To be fully self-supporting, the museum will need to raise more than $1 million annually.
“So far this year we’ve raised $97,000, not including money to fund a consultant,” Mayberry said, “and we’ll need to do that every month. (Privatization) may open up a lot of different options.”
In the past, private funding for the museum has amounted to approximately $300,000 annually.
Unlike similar private institutions, the museum has no significant endowment, relying upon gifts from supporters. The long-established support group “Friends of the Pioneers Museum” numbers more than 1,000 members, and the Pioneers Museum Foundation also contributes to the museum’s budget.
Small said privatization would likely mean pursuing donations and other fundraising opportunities that are not now available under city ownership, noting that foundations are often reluctant to make unrestricted grants to government-owned entities. “Also, it might be possible to get additional revenue by charging for admission to traveling exhibits, but continue the free general admission policy that we have at present.”
Jessica James, who directed a successful multimillion-dollar fundraising campaign for the Fine Arts Center four years ago, believes the museum can pull it off.
“A million dollars is a pretty modest budget for an organization of that size and scope,” James said. “Colorado Springs has a lot of worthy causes, but if the individuals in the friends group are passionate about the museum, and if they have the (financial) capacity, it’s attainable.”

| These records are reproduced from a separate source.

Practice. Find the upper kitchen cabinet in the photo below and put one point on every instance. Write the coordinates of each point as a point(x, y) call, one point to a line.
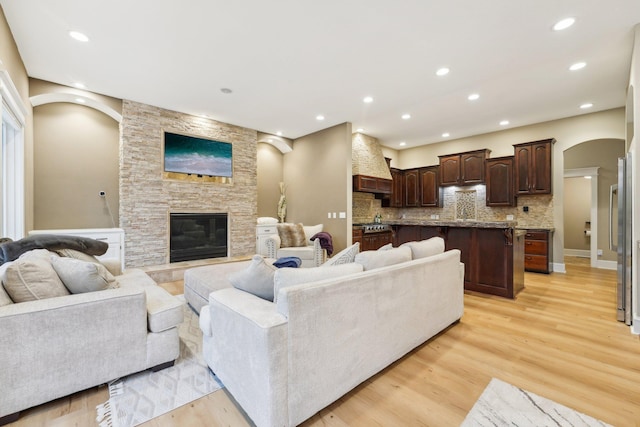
point(463, 168)
point(499, 177)
point(430, 190)
point(397, 188)
point(533, 167)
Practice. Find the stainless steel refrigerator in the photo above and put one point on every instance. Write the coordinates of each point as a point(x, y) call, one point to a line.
point(621, 239)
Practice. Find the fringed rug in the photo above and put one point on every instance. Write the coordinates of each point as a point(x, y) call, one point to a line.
point(140, 397)
point(502, 404)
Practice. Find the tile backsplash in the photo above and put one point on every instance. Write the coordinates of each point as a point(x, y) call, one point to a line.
point(473, 198)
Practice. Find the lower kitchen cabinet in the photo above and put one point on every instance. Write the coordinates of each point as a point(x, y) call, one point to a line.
point(538, 251)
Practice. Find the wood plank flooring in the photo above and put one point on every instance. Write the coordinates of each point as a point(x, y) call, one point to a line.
point(558, 339)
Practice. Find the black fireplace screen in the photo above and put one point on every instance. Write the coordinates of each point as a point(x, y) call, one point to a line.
point(197, 236)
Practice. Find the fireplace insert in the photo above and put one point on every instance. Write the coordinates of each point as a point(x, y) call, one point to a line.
point(197, 236)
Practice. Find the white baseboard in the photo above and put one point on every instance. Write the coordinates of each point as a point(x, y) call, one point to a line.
point(607, 265)
point(583, 253)
point(558, 267)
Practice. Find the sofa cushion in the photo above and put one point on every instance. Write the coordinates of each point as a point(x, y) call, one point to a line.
point(426, 248)
point(256, 279)
point(345, 256)
point(291, 235)
point(376, 259)
point(286, 277)
point(32, 278)
point(4, 296)
point(82, 276)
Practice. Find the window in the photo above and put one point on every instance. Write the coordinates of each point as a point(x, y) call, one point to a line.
point(11, 161)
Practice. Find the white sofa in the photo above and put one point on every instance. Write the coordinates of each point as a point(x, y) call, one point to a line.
point(285, 361)
point(57, 346)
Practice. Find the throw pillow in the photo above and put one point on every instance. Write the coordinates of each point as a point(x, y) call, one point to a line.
point(257, 278)
point(376, 259)
point(291, 235)
point(285, 277)
point(426, 248)
point(345, 256)
point(82, 276)
point(32, 278)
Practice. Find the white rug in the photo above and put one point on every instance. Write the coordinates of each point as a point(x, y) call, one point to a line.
point(502, 404)
point(140, 397)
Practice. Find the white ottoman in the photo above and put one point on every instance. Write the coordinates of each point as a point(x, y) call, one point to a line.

Susan Edmondson, the executive director of the Bee Vradenburg foundation, warned of potential pitfalls.
“There are a lot of successful (private) models out there,” she said, “but the city and community need to understand that it takes time to build donor relationships. You have to raise that money every year. We have a wonderful private museum, the Fine Arts Center, and they’ve been building their model for 75 years.”
How the museum would move forward in its privatization will take a while to figure out.
“There are lots of options,” Mayberry said, “the building is owned by the city, and it sits in the center of a Palmer-dedicated park. Any transfer of the building, and the museum’s collections, would be subject to ethical and legal restrictions, so (a new structure) might involve a dollar-a-year lease, or something similar.”
One thing is certain, though. Items from the collection will not be sold to support the museum’s operating expenses.
“We hold our collections in trust,” said Mayberry. “Museums can only sell objects if the funds are used for acquisitions, not for expenses. More than 10,000 donors have contributed to the collection since 1886, and that’s not something that we would ever do.”
“The museum is just too important to lose,” he said, “so we have to figure it out.”
$890,000 — City funding support 2008
$365,000 — City funding support 2009
$300,000 — Approximate annual private funding
60,000 — Objects in collection
Full-time equivalent positions in ‘08 — 11
Full-time equivalent positions in ‘10 — 5
Since 1979, the museum has been located in the iconic 1903 El Paso County Courthouse. The museum’s mission is to “collect, preserve, research, and interpret the history and culture of the Pikes Peak Region.”
Its collections, which have never been formally appraised, include more than 60,000 objects. Along with collections of strictly local interest, such as bound newspapers and city directories dating from the 1870s, the museum has significant collections of quilts, van Briggle art pottery, and historic Colorado art.
The museum also has large collections of items representative of the Ute, Cheyenne and Arapaho cultures, and, according to its website, “collections related to the founding of the city, the area’s mining and agricultural history, its early prominence as a health resort, and its more recent significance as a center for military training and operations.”